Recalling a product is never easy. But after reports of multiple explosions and fires, Samsung had to recall – its largest ever – the Galaxy Note 7 twice and eventually ceased production. Now, after almost four months of investigation, Samsung says it has finally nailed down the root cause of the fiasco.

In a report released on Jan. 23, Samsung said two battery suppliers for the Galaxy Note 7 had their own construction issues that led to the unprecedented disaster in the company’s product lineup. Although Samsung didn’t mention the names of the battery manufacturing partners in the report, these suppliers are likely to be Samsung SDI, a sister company in Samsung Group, and Amperex Technology Ltd (ATL).

In a comprehensive infographic, Samsung described what was discovered after it investigated the issue:

Source: Samsung

Going forward, Samsung has developed strict quality assurance protocols across its entire development process, which, the company said, is to “renew its commitment to safety.”

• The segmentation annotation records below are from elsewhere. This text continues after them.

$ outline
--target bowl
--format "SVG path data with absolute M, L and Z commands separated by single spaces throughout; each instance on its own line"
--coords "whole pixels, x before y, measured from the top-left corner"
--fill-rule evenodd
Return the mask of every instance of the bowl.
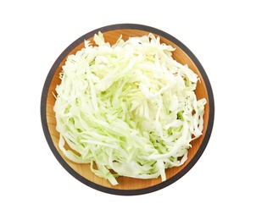
M 119 177 L 119 184 L 112 185 L 107 179 L 99 178 L 92 173 L 89 164 L 75 163 L 66 158 L 58 146 L 59 134 L 56 130 L 55 113 L 53 111 L 55 97 L 53 93 L 55 93 L 56 85 L 60 83 L 59 73 L 67 57 L 81 50 L 84 47 L 85 40 L 90 40 L 93 42 L 93 36 L 98 31 L 103 33 L 106 41 L 110 44 L 116 42 L 120 35 L 124 40 L 127 40 L 130 36 L 141 36 L 149 33 L 159 36 L 161 42 L 171 45 L 175 48 L 173 52 L 173 58 L 182 64 L 187 64 L 200 78 L 201 83 L 198 84 L 195 93 L 198 99 L 204 97 L 207 100 L 203 115 L 203 135 L 191 142 L 192 147 L 188 151 L 187 160 L 183 165 L 165 170 L 165 181 L 162 181 L 160 177 L 151 179 Z M 72 42 L 59 55 L 49 70 L 42 88 L 41 99 L 41 119 L 43 132 L 47 144 L 58 162 L 74 178 L 86 186 L 102 192 L 120 195 L 151 193 L 170 186 L 184 176 L 195 165 L 204 151 L 211 135 L 214 118 L 214 103 L 211 85 L 206 72 L 195 55 L 173 36 L 159 29 L 137 24 L 118 24 L 101 27 L 85 34 Z

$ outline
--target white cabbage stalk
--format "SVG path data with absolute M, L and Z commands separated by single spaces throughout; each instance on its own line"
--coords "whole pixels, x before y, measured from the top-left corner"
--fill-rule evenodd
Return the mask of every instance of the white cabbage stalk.
M 114 185 L 118 176 L 164 181 L 165 169 L 183 164 L 190 142 L 202 135 L 199 78 L 153 34 L 120 36 L 111 46 L 99 32 L 94 41 L 70 55 L 60 74 L 59 148 Z

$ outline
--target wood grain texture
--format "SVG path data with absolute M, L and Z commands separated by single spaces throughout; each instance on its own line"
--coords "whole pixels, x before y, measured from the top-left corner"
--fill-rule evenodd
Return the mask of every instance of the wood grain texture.
M 134 29 L 120 29 L 120 30 L 109 30 L 104 32 L 104 37 L 106 39 L 106 41 L 110 42 L 111 44 L 116 42 L 117 39 L 120 37 L 120 35 L 122 35 L 124 40 L 127 40 L 130 36 L 140 36 L 143 35 L 147 35 L 148 32 L 146 30 L 134 30 Z M 91 37 L 90 40 L 92 42 L 93 42 L 92 37 Z M 198 99 L 201 99 L 203 97 L 206 98 L 207 104 L 205 106 L 205 113 L 203 117 L 204 124 L 203 124 L 203 135 L 201 135 L 198 139 L 196 140 L 193 140 L 192 142 L 192 147 L 189 150 L 188 153 L 188 159 L 186 162 L 181 167 L 177 168 L 172 168 L 166 170 L 166 177 L 167 179 L 174 177 L 179 172 L 181 172 L 184 168 L 191 162 L 191 160 L 193 158 L 195 154 L 198 152 L 198 149 L 200 148 L 200 146 L 202 144 L 202 141 L 204 138 L 206 129 L 208 127 L 209 123 L 209 96 L 208 91 L 206 88 L 206 85 L 204 83 L 204 80 L 201 75 L 200 71 L 198 70 L 197 65 L 193 63 L 193 61 L 191 59 L 191 58 L 176 44 L 170 41 L 169 39 L 166 39 L 164 37 L 161 36 L 161 42 L 171 45 L 175 49 L 175 51 L 173 52 L 173 58 L 178 61 L 179 63 L 182 64 L 187 64 L 190 69 L 192 69 L 196 74 L 198 74 L 201 82 L 198 83 L 197 90 L 196 90 L 196 95 L 198 96 Z M 71 49 L 71 52 L 69 54 L 74 54 L 78 50 L 81 50 L 81 47 L 84 47 L 84 43 L 81 42 L 75 47 Z M 68 55 L 69 55 L 68 54 Z M 58 151 L 59 155 L 64 158 L 64 160 L 67 162 L 67 164 L 77 173 L 79 173 L 81 177 L 85 178 L 86 179 L 95 183 L 96 184 L 111 188 L 111 189 L 116 189 L 116 190 L 140 190 L 140 189 L 145 189 L 151 186 L 154 186 L 157 184 L 161 184 L 161 179 L 132 179 L 132 178 L 127 178 L 127 177 L 120 177 L 118 178 L 119 184 L 116 186 L 113 186 L 109 182 L 104 179 L 98 178 L 94 173 L 92 173 L 90 169 L 90 165 L 88 164 L 77 164 L 75 163 L 69 159 L 67 159 L 63 153 L 59 151 L 58 146 L 58 133 L 55 129 L 56 126 L 56 121 L 55 121 L 55 113 L 53 112 L 53 105 L 55 102 L 55 98 L 53 96 L 53 93 L 55 93 L 55 88 L 56 85 L 60 83 L 59 80 L 59 73 L 62 70 L 62 66 L 64 65 L 65 62 L 66 57 L 63 59 L 63 61 L 59 63 L 58 66 L 53 79 L 50 82 L 47 96 L 46 99 L 46 117 L 47 117 L 47 127 L 49 130 L 49 134 L 51 136 L 51 139 L 53 142 L 53 145 L 57 151 Z M 68 146 L 66 146 L 68 147 Z

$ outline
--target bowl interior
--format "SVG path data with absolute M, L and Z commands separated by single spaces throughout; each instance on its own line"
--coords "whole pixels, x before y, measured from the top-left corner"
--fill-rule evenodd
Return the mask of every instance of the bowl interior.
M 110 30 L 107 31 L 102 31 L 104 34 L 104 37 L 106 41 L 110 42 L 111 44 L 114 44 L 117 39 L 120 37 L 120 35 L 122 35 L 124 40 L 127 40 L 130 36 L 140 36 L 143 35 L 147 35 L 149 32 L 143 30 L 135 30 L 135 29 L 120 29 L 120 30 Z M 154 34 L 154 33 L 153 33 Z M 156 36 L 159 36 L 159 34 L 156 34 Z M 90 37 L 89 39 L 91 42 L 93 42 L 93 36 Z M 187 164 L 192 160 L 194 156 L 198 151 L 198 149 L 201 146 L 201 144 L 204 139 L 206 129 L 208 128 L 209 124 L 209 94 L 208 90 L 205 85 L 205 82 L 203 80 L 203 78 L 197 67 L 197 65 L 194 63 L 194 62 L 192 60 L 192 58 L 186 53 L 184 50 L 182 50 L 178 45 L 174 43 L 172 41 L 161 36 L 161 42 L 169 44 L 173 46 L 175 49 L 175 51 L 173 52 L 173 58 L 178 61 L 179 63 L 182 64 L 187 64 L 191 69 L 192 69 L 196 74 L 198 74 L 201 82 L 198 83 L 197 90 L 196 90 L 196 95 L 198 99 L 200 98 L 206 98 L 207 104 L 205 106 L 205 113 L 203 116 L 203 135 L 201 135 L 198 139 L 193 140 L 192 142 L 192 147 L 189 150 L 188 152 L 188 158 L 186 162 L 181 167 L 177 168 L 172 168 L 167 169 L 166 172 L 166 178 L 167 180 L 171 179 L 175 179 L 177 173 L 182 172 L 182 170 L 187 166 Z M 74 47 L 71 47 L 70 48 L 70 54 L 75 54 L 78 50 L 81 50 L 84 47 L 84 42 L 81 41 L 81 43 L 75 45 Z M 60 83 L 59 80 L 59 73 L 62 70 L 62 66 L 64 64 L 64 62 L 66 60 L 66 55 L 58 63 L 57 63 L 57 66 L 54 69 L 54 73 L 53 73 L 53 78 L 51 79 L 51 81 L 49 83 L 48 91 L 47 93 L 46 97 L 46 120 L 47 120 L 47 129 L 50 134 L 51 140 L 53 141 L 53 144 L 54 147 L 56 148 L 58 153 L 59 156 L 63 158 L 64 161 L 65 166 L 69 166 L 71 170 L 75 171 L 74 173 L 77 173 L 77 176 L 80 179 L 85 179 L 85 181 L 87 181 L 87 183 L 93 183 L 95 185 L 103 186 L 105 188 L 114 189 L 114 190 L 141 190 L 145 189 L 148 187 L 156 186 L 158 184 L 160 184 L 161 178 L 158 179 L 131 179 L 128 177 L 119 177 L 118 182 L 119 184 L 113 186 L 108 180 L 98 178 L 94 173 L 91 172 L 90 165 L 89 164 L 77 164 L 75 163 L 69 159 L 67 159 L 62 151 L 58 149 L 58 133 L 56 131 L 55 126 L 56 126 L 56 121 L 55 121 L 55 113 L 53 112 L 53 105 L 55 102 L 55 97 L 53 94 L 56 94 L 55 88 L 56 85 Z M 68 146 L 66 146 L 68 148 Z M 56 151 L 56 152 L 57 152 Z M 184 171 L 183 171 L 184 173 Z M 175 181 L 175 180 L 173 180 Z

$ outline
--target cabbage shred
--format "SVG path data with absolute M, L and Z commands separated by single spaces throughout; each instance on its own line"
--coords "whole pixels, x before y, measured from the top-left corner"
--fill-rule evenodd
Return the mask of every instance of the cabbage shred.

As part of these protocols, Samsung has formed a battery advisory group of external advisers including academic and research experts. It has also implemented a multi-layer safety measures procedure at the product planning phase, and a new 8-point battery safety system to address safety from the component level to the assembly and shipment of devices.

Source: Samsung

How will it affect Samsung and the entire smartphone industry?

The bursting Galaxy Note 7 and its massive recall thereafter gave many a shock of their lifetime. Now that Samsung investigated and found what caused the anomaly, it is clear that the probe’s findings will have a long-term impact on Samsung’s future offerings as well as the overall smartphone industry.

It’s a no-brainer that Samsung has learned from its mistake and will significantly improve the company’s processes. It took Samsung almost 120 days to inspect each and every aspect of its process between product design and delivery. It is very likely that the probe unearthed loopholes in Samsung’s smartphone business that the company need to fix at the earliest.

Considering that Samsung has taken a more serious approach towards safety measures, the company’s customers are bound to get better smartphones in the future. With software having fewer bugs and with much durable hardware, Samsung’s upcoming smartphones should be the most highly tested ones in the company’s history.

However, the attempts to enhance product safety could also lead to delayed launch of Samsung’s new products. The company itself indicated earlier this week that the launch of its next flagship Galaxy S smartphone, very likely to be named the Galaxy S8, could be postponed as Samsung pledged to improve safety measures for its next-generation products.

Samsung’s moves to improve on its product safety measures will also influence other players to embark on similar trails and help improve safety standards of the overall industry. However, component manufactures, especially battery makers, will have some tough time ahead as they will be under pressure to follow new safety guidelines while performing deeper inspections at faster rates.